What is Allergic Rhinitis?
Allergic rhinitis is an inflammation of the nasal membrane that is characterized by nasal itching, sneezing, nasal congestion and runny nose in any combination.

Allergic rhinitis are of two types:

Seasonal allergic rhinitis: This type of allergic rhinitis occur in spring, summer and early fall. They are generally caused by allergic sensitivity to pollens from grass, trees and weeds   or airborne mold spores.

Perennial allergic rhinitis: People with this type of allergic rhinitis experience symptoms year-round. It is usually caused by pet hair or dander, dust mites, cockroaches or mold.

Symptoms of Allergic Rhinitis:
• Runny nose
• Itchy eyes or nose
• Sneezing
• Stuffy nose due to blockage or congestion
• Sore or scratchy throat
• Watery eyes
• Dark circles under the eyes
• Frequent headaches
• Hives
• Excessive fatigue

Causes of Allergic Rhinitis:
The body releases histamine when it comes in contact with an allergen. Histamine is a natural chemical that defends your body from the allergen.
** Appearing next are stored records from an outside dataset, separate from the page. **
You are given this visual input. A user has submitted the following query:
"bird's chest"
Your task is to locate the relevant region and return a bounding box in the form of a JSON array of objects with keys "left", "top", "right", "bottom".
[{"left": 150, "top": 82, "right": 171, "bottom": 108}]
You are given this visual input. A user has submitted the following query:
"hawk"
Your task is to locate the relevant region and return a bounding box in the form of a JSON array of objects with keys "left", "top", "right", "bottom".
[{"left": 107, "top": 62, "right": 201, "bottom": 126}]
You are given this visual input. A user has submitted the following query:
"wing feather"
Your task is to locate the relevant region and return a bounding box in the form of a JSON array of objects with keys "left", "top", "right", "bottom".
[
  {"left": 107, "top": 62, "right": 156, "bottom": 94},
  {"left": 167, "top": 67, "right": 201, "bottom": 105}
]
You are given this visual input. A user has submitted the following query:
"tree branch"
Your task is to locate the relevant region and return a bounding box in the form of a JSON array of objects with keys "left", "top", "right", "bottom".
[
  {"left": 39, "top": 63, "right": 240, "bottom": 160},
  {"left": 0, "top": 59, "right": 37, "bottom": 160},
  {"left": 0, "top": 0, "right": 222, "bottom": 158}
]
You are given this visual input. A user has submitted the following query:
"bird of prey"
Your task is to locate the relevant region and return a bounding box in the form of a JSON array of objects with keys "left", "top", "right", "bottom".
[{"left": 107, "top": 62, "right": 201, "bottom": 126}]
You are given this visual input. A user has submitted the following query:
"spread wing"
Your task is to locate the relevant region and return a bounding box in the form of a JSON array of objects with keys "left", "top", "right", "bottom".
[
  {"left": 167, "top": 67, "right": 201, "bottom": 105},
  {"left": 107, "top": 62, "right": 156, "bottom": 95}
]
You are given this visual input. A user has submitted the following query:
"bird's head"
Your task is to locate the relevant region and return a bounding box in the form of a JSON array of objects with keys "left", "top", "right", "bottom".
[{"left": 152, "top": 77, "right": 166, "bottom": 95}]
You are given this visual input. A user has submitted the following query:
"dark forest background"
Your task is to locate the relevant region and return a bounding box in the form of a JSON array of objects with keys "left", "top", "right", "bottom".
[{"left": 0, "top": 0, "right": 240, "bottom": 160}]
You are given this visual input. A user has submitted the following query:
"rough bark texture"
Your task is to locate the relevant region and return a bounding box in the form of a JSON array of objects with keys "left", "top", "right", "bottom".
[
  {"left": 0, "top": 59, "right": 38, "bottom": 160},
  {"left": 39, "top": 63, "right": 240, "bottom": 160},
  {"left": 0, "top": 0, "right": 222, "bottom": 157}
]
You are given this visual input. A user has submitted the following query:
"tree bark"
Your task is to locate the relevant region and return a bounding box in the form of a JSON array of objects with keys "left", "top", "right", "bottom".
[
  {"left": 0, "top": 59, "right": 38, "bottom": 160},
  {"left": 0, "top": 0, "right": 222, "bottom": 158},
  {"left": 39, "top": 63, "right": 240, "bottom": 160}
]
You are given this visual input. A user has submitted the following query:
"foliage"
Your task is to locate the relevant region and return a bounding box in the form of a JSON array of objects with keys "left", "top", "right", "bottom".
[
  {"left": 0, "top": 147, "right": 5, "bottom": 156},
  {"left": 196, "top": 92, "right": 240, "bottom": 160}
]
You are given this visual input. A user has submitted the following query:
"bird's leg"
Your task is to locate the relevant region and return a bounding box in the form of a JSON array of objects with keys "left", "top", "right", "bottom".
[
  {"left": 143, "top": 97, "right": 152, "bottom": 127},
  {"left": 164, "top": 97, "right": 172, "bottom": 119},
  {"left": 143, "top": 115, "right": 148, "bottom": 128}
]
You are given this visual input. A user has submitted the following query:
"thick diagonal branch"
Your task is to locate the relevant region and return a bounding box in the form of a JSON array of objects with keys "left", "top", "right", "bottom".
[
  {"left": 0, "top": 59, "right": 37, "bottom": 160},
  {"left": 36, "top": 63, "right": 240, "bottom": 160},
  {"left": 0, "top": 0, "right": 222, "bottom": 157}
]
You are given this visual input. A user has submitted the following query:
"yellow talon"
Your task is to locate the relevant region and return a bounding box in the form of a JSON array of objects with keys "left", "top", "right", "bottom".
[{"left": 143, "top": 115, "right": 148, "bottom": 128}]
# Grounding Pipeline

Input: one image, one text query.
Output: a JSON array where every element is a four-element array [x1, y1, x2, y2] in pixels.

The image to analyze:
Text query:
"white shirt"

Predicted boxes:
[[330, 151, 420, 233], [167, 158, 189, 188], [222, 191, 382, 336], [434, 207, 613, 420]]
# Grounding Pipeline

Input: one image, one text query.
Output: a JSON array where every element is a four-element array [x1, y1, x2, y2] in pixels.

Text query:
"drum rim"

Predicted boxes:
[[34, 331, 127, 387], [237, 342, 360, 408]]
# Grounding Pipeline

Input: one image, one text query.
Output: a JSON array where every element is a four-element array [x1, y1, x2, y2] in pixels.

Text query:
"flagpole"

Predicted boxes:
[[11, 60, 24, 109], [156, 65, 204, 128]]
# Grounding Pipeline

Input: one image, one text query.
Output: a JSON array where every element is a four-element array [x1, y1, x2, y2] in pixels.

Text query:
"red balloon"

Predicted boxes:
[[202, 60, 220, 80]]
This chemical can cause allergic rhinitis and its symptoms, including sneezing, itchy nose, a runny nose, and itchy eyes.

Common allergens include:
• Pollen
• Dust mites
• Animal dander
• Cat saliva and Mold

Diagnosis of Allergic Rhinitis:
Skin Prick or Scratch test: This is the most common test. In this test, a tiny drop of a possible allergen is scratched or pricked into the skin. The results are known within 10 to 20 minutes. Generally, a small red bump appears if someone is allergic to a substance.
Intradermal test: In this test a small amount of a possible allergen is injected under the skin using a thin needle. After about 20 minutes the site is checked for a reaction. This test is more sensitive than the scratch or skin prick test.
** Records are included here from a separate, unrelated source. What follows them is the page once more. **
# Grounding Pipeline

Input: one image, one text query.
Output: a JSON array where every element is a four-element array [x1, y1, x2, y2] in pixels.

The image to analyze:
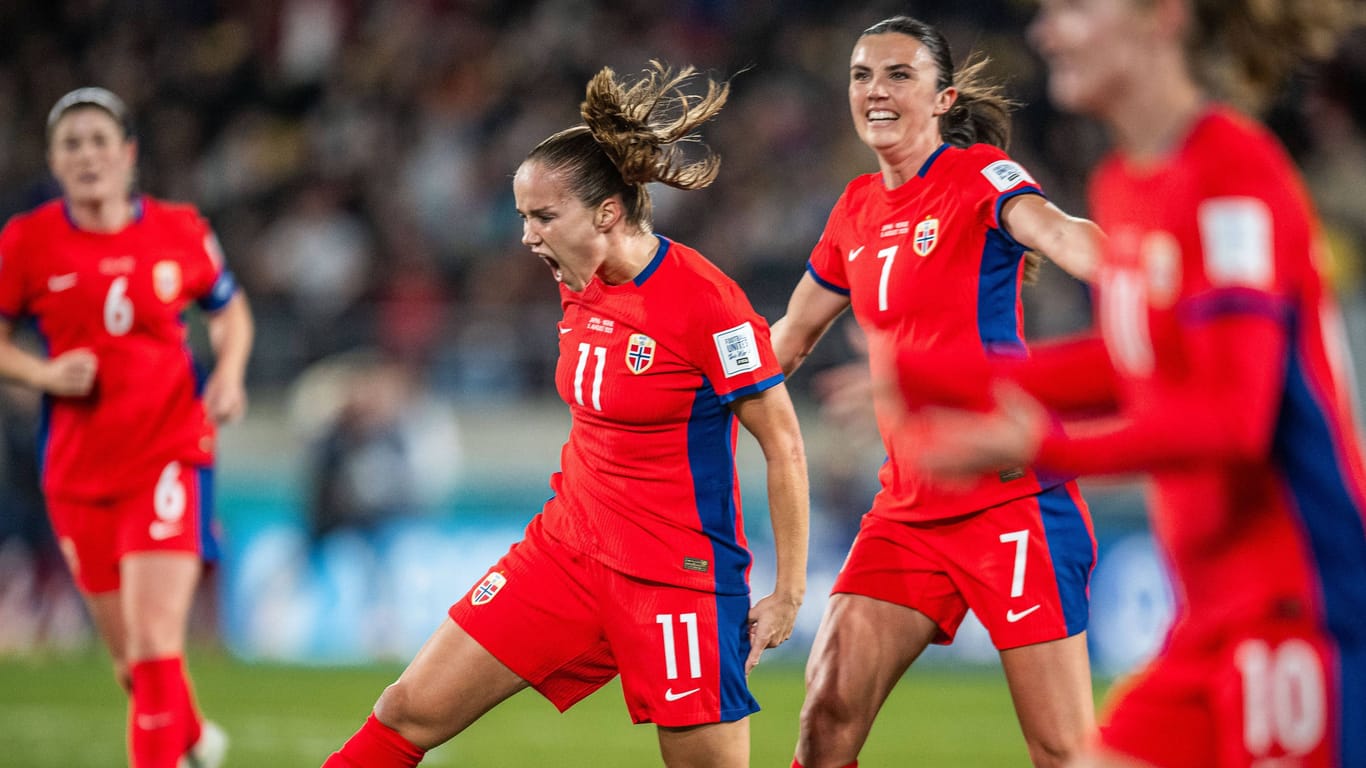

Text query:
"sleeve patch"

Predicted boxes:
[[712, 323, 759, 379], [982, 160, 1035, 191], [1199, 197, 1274, 288]]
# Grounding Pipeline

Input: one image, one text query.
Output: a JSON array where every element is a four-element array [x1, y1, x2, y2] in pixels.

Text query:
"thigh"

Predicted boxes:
[[48, 462, 204, 594], [604, 571, 758, 727], [822, 514, 967, 642], [449, 518, 616, 712], [934, 482, 1096, 650]]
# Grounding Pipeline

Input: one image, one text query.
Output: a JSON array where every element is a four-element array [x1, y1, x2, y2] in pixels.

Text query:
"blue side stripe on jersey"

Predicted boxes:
[[977, 224, 1025, 350], [632, 235, 672, 286], [1272, 348, 1366, 765], [721, 373, 783, 403], [915, 143, 948, 179], [687, 381, 750, 594], [1038, 485, 1096, 637], [716, 594, 759, 723], [806, 261, 850, 297]]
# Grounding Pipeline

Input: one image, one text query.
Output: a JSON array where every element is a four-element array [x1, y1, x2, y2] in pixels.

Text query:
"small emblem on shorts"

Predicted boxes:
[[470, 571, 508, 605]]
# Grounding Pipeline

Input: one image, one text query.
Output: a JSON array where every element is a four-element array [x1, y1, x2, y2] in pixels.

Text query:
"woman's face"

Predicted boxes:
[[1029, 0, 1152, 118], [48, 107, 137, 204], [850, 33, 958, 154], [512, 161, 602, 291]]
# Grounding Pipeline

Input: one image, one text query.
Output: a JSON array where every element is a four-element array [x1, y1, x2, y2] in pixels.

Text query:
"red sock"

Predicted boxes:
[[128, 656, 199, 768], [322, 713, 426, 768]]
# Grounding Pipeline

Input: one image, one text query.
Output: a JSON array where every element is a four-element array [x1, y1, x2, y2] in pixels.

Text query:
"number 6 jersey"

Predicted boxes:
[[0, 197, 236, 502]]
Treatments for Allergic Rhinitis:
Allergic rhinitis can be treated in many ways. Treatment include medications, as well as home remedies and other alternative medicines.

Antihistamines
Antihistamines are used to treat allergies. They work by stopping the body from making histamine.

Common over-the-counter (OTC) antihistamines are:
• Diphenhydramine
• Desloratadine
• Fexofenadine
• Loratadine
• Levocetirizine
• Cetirizine

Decongestants
Decongestants over a short period, generally no longer than three days, to relieve sinus pressure and a stuffy nose. Using them for a longer time can worsen the symptoms.

Common over-the-counter (OTC) decongestants are:
• Oxymetazoline
• Pseudoephedrine
• Phenylephrine

Nasal Sprays and Eye Drops
Nasal sprays and eye drops can help relieve itchiness and other allergy-related symptoms for a short time. However like decongestants, overusing certain nasal sprays and nose drops can cause a rebound effect. Corticosteroids are useful for treating inflammation and immune responses. Steroid nasal sprays are commonly recommended to manage allergy symptoms for long-term use.

Immunotherapy
For severe allergies, the doctor may recommend immunotherapy, or allergy shots. This therapy decrease the immune response to particular allergens over time.

Management:
The first approach in managing perennial or seasonal forms of allergic rhinitis should be to avoid the allergens that trigger symptoms.

Following are some measures to manage allergic rhinitis:
• Stay indoors as much as possible when pollen counts are at their peak, generally during the mid morning and early evening.
• Wear glasses or sunglasses when outdoors to minimize the amount of pollen getting into the eyes.
• Do not hang clothing outdoors to dry as pollen may cling to towels and sheets.
• Do not rub the eyes because rubbing the eyes will make the symptoms worse.
• Windows should be kept closed and use air conditioning in the car and home.
• After petting any animals immediately wash the hands immediately.
• Try to minimize exposure to dust mites, especially in the bedroom.